Majesco shares tumbled 34 percent this morning to $0.69, a day after the Zumba Fitness publisher announced it would no longer provide quantitative financial data in its earnings reports moving forward.
"As a result of the weakness in demand for products on legacy console platforms and uncertainty around consumer adoption of the next-generation of consoles, management is modifying its practice of providing quantitative fiscal year revenue and earnings guidance," the company said in a statement. "Instead, for fiscal 2013, management is presenting a qualitative assessment of its outlook for financial results."
In addition, Majesco management said its effort to "better align operating costs with sales trends" has resulted in the closure of its social game studio in Foxboro, Massachusetts, and layoffs at its quality assurance office in New Jersey.

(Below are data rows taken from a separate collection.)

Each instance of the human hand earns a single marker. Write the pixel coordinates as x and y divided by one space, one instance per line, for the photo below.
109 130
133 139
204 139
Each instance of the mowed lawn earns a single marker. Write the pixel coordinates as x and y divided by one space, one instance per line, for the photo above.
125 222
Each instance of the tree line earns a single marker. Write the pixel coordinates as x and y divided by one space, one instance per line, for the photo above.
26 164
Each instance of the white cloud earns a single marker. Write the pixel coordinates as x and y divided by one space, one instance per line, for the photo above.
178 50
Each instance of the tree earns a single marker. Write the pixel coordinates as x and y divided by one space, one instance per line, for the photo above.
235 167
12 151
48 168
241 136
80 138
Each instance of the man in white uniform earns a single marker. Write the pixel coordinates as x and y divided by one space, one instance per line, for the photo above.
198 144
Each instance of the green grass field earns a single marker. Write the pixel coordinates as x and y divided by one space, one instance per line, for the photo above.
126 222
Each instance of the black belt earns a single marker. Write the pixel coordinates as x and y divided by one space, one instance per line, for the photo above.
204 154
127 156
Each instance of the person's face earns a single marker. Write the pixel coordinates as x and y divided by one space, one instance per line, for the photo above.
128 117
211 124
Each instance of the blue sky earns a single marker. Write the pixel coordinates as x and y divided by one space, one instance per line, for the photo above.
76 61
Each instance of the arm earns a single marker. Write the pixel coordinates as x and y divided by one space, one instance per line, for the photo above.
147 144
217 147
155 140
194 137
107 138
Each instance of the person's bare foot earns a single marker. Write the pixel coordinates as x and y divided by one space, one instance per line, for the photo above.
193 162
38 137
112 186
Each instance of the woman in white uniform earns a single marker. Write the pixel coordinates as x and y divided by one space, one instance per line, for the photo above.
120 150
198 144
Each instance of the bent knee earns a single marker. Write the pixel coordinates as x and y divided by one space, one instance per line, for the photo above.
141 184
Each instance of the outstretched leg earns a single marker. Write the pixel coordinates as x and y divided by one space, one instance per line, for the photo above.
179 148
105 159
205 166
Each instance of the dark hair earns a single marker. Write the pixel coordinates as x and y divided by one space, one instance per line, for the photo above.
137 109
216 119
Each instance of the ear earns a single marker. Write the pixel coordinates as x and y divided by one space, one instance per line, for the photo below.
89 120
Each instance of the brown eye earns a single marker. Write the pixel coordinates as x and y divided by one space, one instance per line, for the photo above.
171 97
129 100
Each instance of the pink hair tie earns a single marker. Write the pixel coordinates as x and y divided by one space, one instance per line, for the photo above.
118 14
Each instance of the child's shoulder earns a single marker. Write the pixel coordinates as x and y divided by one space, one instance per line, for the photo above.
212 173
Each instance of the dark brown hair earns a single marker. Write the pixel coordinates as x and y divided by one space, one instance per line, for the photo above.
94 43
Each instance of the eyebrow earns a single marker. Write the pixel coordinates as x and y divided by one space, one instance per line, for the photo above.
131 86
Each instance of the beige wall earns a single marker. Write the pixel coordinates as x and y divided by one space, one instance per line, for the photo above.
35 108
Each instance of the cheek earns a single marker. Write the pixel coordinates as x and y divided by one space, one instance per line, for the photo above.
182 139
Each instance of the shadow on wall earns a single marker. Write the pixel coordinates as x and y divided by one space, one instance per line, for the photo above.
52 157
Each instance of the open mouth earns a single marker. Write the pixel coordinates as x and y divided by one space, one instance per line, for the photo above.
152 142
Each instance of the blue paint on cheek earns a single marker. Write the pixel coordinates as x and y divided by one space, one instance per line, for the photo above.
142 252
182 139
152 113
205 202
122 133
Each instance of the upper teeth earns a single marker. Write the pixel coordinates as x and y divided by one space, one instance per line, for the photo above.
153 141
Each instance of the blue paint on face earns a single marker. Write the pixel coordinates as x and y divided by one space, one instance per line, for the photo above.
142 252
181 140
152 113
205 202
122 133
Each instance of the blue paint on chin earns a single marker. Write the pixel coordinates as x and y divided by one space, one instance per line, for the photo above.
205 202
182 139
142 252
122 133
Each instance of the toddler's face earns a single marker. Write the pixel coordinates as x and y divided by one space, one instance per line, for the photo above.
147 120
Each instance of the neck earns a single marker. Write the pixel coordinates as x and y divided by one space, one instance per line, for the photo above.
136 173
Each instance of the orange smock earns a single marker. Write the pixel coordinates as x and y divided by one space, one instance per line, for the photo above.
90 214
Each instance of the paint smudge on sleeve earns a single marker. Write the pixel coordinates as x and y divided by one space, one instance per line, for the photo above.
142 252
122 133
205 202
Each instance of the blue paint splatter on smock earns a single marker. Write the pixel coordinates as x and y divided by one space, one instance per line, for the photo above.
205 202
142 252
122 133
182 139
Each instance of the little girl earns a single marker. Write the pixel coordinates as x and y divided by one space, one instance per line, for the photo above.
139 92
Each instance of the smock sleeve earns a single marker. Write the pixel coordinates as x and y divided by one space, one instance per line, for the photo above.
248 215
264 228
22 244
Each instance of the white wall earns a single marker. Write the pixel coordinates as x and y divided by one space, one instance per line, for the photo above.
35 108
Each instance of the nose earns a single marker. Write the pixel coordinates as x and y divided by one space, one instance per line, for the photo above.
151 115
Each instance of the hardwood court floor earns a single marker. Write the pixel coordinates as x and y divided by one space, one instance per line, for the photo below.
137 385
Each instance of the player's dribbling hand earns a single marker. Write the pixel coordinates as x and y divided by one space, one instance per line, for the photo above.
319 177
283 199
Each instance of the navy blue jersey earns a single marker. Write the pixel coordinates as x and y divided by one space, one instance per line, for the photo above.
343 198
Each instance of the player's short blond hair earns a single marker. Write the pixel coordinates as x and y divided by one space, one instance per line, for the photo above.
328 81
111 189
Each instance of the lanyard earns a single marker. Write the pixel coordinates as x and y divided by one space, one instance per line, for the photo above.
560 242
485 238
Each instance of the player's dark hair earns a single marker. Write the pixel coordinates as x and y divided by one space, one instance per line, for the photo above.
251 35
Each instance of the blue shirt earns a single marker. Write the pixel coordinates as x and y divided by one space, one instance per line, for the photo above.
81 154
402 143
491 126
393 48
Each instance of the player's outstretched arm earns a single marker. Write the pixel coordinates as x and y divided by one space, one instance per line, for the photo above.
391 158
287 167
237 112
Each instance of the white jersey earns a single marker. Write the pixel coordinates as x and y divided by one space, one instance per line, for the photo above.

The closure of the Massachusetts office had been rumored earlier this month.
Having successfully navigated through industry transitions and periods of uncertainty in the past, we believe it is prudent to preserve our financial resources as new platforms are deployed," a statement from company CEO Jesse Sutton reads.
As for specific financial results, for the fourth quarter ended October 31, Majesco saw net revenue rise 6 percent to $26.6 million and a net loss of $2.7 million. Concerning the full year, Majesco net revenue jumped 6 percent to $132.3 million, with net income coming in at $4.4 million, compared to $11.1 million last year.